However, I am making no such argument. I am explaining that statistical models of pixel frequencies cannot model the causes of those frequencies. I am illustrating this point with an example, not proving it.
If you want more detail about the reason it cannot: when the back of a coffee cup looks like the front, you can generate the back. But you cannot generate the bottom. (assuming the bottom doesn't occur in the dataset) -- why? Because the pixel distributions for the bottom of a cup have zero information about the rest of it.. and the model has no information about the bottom.
If you want a "proof" you'd need at least to be familiar with applied mathematics and the like:
Say the RGB value of each pixel, X of photos of coffee cups obtains from a data generating process parameterized on: distance from camera, lens focal length, angle to cup, lighting conditions, etc. Now produce a model of such causes, call it Environment(distance, angle, cup albedio,...).
Then show that X ~ E|fixed-paramerters induces a frequency distribution of pixels, f1(next|previous) = P(Xi...n|Xj...n); then for any variation in a fixed parameter induces a completely different distribution, say f2, f3, f4, ... Now check that the covariance distribution for most pairs of fs, shows that any given f is almost zero-informative about any other f.
Having done this, compare with a non-statistical (eg., video game) model of Environment where parameters are varied.. and show that all frames, say v, of the video game generated do have high covariance over the time of their sampling. The video game model covaries with most f1..fn; for the associative statistical model it only covaries with f1, or a very small number of others.
There's something very obvious about this if you understand how these statistical AI systems work: in cases where variations in the environment induce radically different distributions the AI will fail; in cases where they are close enough, they will (appear) to succeed.

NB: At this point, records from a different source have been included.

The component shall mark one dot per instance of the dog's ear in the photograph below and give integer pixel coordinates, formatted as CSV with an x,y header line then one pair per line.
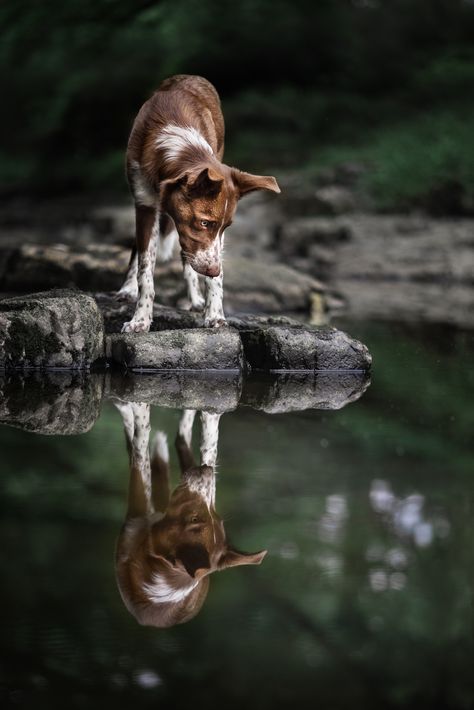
x,y
232,558
206,182
245,182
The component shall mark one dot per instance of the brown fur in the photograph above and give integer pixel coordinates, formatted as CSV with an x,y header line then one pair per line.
x,y
197,186
182,546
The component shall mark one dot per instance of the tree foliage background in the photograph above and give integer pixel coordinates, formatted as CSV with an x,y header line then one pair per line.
x,y
303,83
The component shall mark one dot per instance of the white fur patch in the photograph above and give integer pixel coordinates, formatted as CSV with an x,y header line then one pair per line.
x,y
194,289
143,315
209,258
159,591
203,484
166,246
210,438
142,192
214,312
173,139
186,425
129,288
159,447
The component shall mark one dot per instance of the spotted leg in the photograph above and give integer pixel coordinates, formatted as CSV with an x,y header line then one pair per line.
x,y
210,438
194,289
147,227
214,311
129,290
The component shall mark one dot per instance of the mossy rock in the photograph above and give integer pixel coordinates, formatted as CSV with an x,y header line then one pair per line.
x,y
54,329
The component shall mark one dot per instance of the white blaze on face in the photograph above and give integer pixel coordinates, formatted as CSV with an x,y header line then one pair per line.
x,y
208,259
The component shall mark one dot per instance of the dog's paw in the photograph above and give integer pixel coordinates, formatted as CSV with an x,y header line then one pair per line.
x,y
198,303
136,326
127,294
210,322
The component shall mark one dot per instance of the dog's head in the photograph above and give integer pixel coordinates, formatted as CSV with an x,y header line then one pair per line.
x,y
163,569
202,204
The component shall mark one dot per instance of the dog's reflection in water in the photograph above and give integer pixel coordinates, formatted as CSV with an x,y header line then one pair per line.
x,y
171,542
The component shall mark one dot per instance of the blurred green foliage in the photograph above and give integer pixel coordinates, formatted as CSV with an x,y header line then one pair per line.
x,y
300,81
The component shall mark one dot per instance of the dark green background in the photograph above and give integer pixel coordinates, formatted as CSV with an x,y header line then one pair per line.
x,y
305,84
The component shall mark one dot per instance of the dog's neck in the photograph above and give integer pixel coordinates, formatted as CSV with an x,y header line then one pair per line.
x,y
181,149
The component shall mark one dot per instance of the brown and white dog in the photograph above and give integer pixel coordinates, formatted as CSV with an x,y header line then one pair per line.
x,y
170,544
182,191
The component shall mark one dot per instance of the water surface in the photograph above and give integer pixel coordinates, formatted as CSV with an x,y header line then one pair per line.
x,y
365,598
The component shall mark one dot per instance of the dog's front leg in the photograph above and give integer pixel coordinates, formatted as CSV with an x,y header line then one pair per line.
x,y
194,289
147,227
214,311
129,290
210,438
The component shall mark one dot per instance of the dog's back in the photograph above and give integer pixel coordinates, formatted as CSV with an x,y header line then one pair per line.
x,y
185,101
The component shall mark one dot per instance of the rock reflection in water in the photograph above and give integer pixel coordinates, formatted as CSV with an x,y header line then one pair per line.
x,y
171,543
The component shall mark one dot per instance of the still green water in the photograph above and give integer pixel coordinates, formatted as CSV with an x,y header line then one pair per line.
x,y
364,600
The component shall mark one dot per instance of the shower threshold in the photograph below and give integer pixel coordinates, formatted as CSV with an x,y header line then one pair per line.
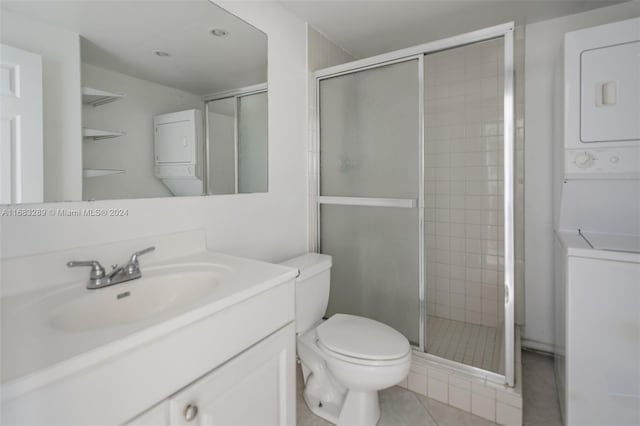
x,y
471,344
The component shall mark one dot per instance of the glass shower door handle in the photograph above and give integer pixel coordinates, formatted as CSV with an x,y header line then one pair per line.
x,y
407,203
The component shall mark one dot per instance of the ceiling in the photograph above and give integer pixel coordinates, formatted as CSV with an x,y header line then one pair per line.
x,y
369,27
121,35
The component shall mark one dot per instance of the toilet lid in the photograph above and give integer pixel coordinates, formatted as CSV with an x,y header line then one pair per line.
x,y
363,338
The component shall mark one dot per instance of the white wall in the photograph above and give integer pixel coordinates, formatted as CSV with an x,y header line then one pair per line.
x,y
60,51
222,156
322,52
270,226
543,115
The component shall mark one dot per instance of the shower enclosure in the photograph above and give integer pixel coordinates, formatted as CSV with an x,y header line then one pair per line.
x,y
413,195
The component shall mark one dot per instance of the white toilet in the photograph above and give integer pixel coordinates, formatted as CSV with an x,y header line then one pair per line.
x,y
346,359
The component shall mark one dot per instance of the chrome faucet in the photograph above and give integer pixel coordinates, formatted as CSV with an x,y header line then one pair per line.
x,y
98,278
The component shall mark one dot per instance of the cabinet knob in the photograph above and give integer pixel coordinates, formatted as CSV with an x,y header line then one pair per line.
x,y
190,412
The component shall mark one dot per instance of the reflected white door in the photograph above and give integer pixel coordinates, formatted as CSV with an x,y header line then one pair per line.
x,y
21,149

The marketability of generative AI comes from rigging the use cases to situations where we don't need to change the environment. ie., you aren't exposed to the fact that when you generated a photo you could not have got the same one "at a different distance".

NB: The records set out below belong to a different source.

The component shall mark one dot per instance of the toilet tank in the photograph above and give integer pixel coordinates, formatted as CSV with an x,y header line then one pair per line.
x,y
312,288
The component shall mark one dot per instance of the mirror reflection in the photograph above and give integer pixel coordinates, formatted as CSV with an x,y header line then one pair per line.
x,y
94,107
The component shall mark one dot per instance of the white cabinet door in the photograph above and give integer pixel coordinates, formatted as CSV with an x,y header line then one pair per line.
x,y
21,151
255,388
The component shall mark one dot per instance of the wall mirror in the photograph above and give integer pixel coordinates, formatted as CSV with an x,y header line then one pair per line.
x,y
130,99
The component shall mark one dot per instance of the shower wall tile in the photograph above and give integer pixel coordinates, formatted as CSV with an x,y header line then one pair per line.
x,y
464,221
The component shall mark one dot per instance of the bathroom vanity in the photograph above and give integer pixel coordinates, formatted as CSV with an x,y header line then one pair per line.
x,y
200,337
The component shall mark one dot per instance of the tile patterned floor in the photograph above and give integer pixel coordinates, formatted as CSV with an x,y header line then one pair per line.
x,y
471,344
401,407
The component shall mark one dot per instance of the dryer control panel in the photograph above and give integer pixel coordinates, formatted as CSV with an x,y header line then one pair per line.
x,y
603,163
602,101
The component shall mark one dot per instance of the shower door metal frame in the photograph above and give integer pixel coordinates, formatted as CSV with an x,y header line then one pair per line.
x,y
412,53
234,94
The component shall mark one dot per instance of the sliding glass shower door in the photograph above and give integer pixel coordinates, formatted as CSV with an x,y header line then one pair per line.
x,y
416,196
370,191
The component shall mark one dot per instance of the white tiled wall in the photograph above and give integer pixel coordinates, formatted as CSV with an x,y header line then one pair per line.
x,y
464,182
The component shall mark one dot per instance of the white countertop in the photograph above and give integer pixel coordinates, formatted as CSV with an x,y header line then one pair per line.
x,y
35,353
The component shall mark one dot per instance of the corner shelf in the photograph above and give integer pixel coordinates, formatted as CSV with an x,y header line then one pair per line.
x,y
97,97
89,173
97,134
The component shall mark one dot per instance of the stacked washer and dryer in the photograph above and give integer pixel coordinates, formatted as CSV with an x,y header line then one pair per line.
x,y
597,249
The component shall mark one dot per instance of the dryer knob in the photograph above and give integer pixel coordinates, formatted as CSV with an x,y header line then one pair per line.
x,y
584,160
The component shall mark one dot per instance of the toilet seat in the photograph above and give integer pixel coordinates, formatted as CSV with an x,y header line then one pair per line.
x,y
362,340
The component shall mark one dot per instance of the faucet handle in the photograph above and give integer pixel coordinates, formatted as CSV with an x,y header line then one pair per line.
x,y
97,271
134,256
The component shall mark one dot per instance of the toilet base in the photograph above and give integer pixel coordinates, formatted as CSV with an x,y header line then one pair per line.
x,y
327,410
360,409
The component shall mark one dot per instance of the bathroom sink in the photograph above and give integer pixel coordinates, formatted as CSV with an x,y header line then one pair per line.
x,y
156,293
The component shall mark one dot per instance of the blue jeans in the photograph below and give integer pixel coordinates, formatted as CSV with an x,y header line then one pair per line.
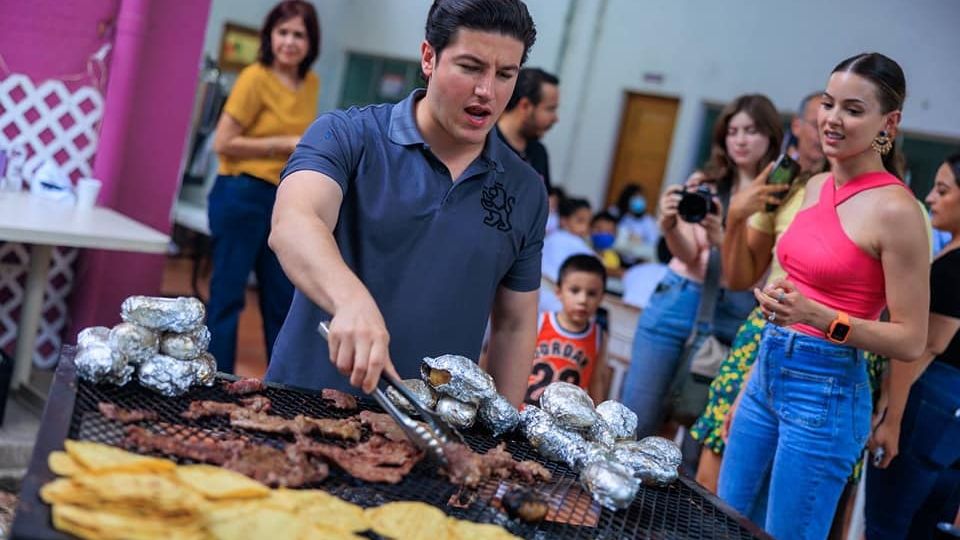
x,y
662,331
240,208
803,421
919,488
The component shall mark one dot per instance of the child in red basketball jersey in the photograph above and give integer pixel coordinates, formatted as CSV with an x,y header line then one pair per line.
x,y
571,346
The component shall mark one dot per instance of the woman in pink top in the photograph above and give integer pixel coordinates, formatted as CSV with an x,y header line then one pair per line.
x,y
856,246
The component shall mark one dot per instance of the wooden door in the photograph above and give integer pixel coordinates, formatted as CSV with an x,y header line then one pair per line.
x,y
643,147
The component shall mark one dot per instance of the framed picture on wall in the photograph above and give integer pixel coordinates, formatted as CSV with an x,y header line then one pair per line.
x,y
239,46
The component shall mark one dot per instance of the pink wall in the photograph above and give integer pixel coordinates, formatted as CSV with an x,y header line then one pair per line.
x,y
148,107
47,39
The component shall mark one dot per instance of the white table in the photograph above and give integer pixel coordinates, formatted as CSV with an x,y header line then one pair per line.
x,y
42,224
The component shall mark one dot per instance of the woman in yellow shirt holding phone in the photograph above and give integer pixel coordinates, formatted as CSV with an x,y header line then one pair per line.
x,y
272,103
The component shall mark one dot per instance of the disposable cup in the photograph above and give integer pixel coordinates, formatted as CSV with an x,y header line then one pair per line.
x,y
87,191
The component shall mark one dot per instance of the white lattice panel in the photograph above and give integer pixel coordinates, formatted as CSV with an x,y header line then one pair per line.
x,y
51,122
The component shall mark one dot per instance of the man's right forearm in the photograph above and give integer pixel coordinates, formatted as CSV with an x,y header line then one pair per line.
x,y
901,378
737,260
319,272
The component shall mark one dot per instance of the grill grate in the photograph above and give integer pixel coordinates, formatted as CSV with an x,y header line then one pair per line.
x,y
679,511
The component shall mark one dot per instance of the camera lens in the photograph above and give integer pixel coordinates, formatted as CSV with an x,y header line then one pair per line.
x,y
694,206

If a video game was built this way it would be unplayable: consider every time you move the camera all the objects randomly change their apparent orientation, distance, style, etc.
Yes, LLMs are constrained in what output they can generate based on their training data. Just as we humans are constrained in the output we can generate. When we talk about things we don't understand we speak gibberish, just like LLMs.

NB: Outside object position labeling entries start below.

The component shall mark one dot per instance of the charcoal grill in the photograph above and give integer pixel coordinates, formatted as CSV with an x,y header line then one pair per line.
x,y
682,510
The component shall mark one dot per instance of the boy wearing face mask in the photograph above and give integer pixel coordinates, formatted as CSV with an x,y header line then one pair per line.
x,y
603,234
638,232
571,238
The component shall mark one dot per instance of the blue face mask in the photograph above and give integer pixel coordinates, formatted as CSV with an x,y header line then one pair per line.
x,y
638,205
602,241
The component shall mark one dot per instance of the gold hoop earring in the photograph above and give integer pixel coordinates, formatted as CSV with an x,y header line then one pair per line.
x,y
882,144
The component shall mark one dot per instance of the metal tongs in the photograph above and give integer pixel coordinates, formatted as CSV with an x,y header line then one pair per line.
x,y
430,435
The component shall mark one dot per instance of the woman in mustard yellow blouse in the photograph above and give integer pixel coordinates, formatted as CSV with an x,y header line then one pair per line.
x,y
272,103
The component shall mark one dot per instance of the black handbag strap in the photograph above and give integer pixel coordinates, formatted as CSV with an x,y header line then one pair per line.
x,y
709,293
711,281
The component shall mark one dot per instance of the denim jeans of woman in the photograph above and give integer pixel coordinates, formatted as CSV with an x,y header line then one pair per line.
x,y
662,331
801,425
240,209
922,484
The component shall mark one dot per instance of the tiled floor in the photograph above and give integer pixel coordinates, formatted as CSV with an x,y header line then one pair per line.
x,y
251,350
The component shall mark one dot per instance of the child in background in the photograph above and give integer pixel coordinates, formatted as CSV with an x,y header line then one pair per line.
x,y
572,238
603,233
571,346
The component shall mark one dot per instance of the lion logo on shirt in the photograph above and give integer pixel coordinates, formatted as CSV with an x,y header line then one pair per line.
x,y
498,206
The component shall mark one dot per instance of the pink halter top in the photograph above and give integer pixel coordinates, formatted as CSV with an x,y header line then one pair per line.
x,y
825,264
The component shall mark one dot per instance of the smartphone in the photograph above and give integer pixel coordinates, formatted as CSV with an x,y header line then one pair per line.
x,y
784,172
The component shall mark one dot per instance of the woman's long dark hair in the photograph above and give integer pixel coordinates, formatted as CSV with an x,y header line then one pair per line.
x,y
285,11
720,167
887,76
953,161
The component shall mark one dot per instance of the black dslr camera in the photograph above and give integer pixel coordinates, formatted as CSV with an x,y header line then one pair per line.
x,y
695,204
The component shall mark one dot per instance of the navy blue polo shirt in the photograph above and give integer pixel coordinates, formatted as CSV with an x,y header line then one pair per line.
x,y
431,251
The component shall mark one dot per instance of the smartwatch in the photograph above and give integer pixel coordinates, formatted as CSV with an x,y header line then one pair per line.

That isn't the exact same constraint. We could speculate that the moon had a "dark side," because we understood what a moon was, and what a sphere was. LLMs cannot speculate about things outside of their existing data model, at all.
>When we talk about things we don't understand we speak gibberish, just like LLMs.
No we don't, wtf? We may create inaccurate models or theories, but we don't just chain together random strings of words the way LLMs do.